Ver a seleçãoA estampa que atravessa décadas
Existe uma diferença entre a peça que entra na temporada e a peça que fica. A listra pertence ao segundo grupo — ela atravessa décadas sem pedir licença, porque não depende de novidade para funcionar.
O que muda a cada estação é a leitura: a espessura, a direção, o contraste, o tecido. Entender esses quatro elementos é o que separa usar listra de dominar listra.
Uma herança que a mulher reescreveu
A listra chegou ao guarda-roupa feminino pela porta da camisaria masculina — e essa origem é justamente o que a torna interessante. Quando a mulher a incorporou ao vestuário de trabalho, não copiou o código: reescreveu.
O resultado é uma peça que carrega autoridade sem rigidez. Ela comunica intenção antes de qualquer palavra ser dita, e é por isso que continua sendo a escolha de quem não precisa se explicar.
A escala muda tudo
Listras finas e próximas criam uma superfície quase lisa a distância — discretas, formais, fáceis de combinar com peças estruturadas.

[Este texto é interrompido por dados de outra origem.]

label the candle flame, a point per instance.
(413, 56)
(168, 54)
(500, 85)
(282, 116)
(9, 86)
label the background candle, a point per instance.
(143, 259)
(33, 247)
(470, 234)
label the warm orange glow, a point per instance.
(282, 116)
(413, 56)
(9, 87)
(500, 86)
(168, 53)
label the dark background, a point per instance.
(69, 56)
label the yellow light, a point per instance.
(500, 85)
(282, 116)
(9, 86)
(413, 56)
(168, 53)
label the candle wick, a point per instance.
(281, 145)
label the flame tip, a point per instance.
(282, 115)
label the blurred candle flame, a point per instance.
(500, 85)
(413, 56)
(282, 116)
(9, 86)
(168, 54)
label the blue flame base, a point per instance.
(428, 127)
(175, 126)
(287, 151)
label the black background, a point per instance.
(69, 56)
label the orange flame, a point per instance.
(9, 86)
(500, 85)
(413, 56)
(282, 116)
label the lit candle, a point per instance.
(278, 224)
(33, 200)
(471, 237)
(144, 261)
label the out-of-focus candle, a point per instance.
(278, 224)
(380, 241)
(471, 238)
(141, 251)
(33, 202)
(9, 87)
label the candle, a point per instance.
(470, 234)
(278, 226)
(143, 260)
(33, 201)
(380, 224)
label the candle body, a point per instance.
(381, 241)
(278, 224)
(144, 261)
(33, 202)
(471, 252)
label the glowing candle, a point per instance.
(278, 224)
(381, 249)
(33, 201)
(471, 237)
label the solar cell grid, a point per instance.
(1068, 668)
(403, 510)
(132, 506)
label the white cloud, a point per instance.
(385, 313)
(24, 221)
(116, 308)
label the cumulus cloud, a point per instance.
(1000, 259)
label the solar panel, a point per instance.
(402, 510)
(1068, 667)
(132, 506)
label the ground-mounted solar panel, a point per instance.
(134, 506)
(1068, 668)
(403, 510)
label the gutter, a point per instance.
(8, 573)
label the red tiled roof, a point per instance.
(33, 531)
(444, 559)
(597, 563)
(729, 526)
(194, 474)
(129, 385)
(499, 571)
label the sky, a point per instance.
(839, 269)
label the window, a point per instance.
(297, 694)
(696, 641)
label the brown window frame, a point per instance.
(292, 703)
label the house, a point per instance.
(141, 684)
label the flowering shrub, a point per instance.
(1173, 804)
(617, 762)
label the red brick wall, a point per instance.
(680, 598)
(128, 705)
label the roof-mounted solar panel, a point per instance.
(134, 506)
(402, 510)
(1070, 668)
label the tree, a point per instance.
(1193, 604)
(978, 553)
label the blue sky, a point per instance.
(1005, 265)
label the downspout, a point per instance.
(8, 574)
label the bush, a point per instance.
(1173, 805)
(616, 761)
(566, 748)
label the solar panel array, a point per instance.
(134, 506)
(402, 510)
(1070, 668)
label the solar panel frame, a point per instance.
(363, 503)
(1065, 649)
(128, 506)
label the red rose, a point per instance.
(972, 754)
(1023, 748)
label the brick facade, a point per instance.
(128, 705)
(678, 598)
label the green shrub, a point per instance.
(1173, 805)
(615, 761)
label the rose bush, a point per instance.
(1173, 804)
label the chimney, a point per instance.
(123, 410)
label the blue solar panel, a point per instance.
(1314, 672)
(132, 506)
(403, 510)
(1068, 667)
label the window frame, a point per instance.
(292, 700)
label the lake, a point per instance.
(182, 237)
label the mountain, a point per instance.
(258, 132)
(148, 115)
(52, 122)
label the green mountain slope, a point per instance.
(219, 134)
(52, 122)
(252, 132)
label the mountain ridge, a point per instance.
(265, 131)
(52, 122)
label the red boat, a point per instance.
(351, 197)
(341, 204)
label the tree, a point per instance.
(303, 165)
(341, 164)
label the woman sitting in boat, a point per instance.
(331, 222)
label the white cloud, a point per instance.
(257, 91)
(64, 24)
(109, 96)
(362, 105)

São a escolha segura quando o resto do look já tem informação.
Listras largas fazem o oposto: assumem o protagonismo e pedem que tudo ao redor recue. Nesse caso, o acerto está em deixar as outras peças em tons lisos e deixar a listra falar sozinha.
Direção e proporção
A listra vertical acompanha a linha do corpo e cria continuidade — o olho percorre a peça de cima a baixo sem interrupção. A horizontal faz o caminho contrário: marca ritmo, corta e chama atenção para onde ela está.
Nenhuma das duas é melhor. A pergunta certa é o que você quer destacar naquele look — e o modelo oversized mostra bem isso, porque a amplitude do corte muda o comportamento da listra no corpo.
O tecido decide o resultado
Duas peças com a mesma listra podem entregar resultados opostos. O algodão fio tinto — em que o fio é tingido antes de ser tecido — mantém a listra viva lavagem após lavagem, sem o esmaecimento das estampas aplicadas por cima do tecido.
É um detalhe que não aparece na foto e aparece no terceiro ano de uso. Na prática, é a diferença entre uma peça de temporada e uma peça de guarda-roupa.
Listra também mora embaixo
Quase toda mulher associa listra à parte de cima — e é justamente por isso que a listra na parte de baixo funciona tão bem. Uma calça de alfaiataria listrada resolve o look inteiro sozinha: basta uma peça lisa em cima.
O corte wide leg amplia o efeito, porque o volume do tecido dá espaço para a listra se desenhar no movimento. É o tipo de escolha que parece ousada e na prática simplifica a manhã.
A terceira peça que assina o look
O blazer listrado é o passo seguinte de quem já domina a camisa. Ele entra sobre um look neutro e transforma uma composição correta em uma composição com autoria.
Funciona porque a estrutura da alfaiataria segura a estampa: o ombro construído e a linha limpa impedem que a listra fique solta. Combinado com peças lisas na mesma paleta, é o que resolve reunião de manhã e jantar à noite sem troca de roupa.
A listra não pede permissão para entrar em nenhum ambiente. Ela só precisa ser bem alinhada.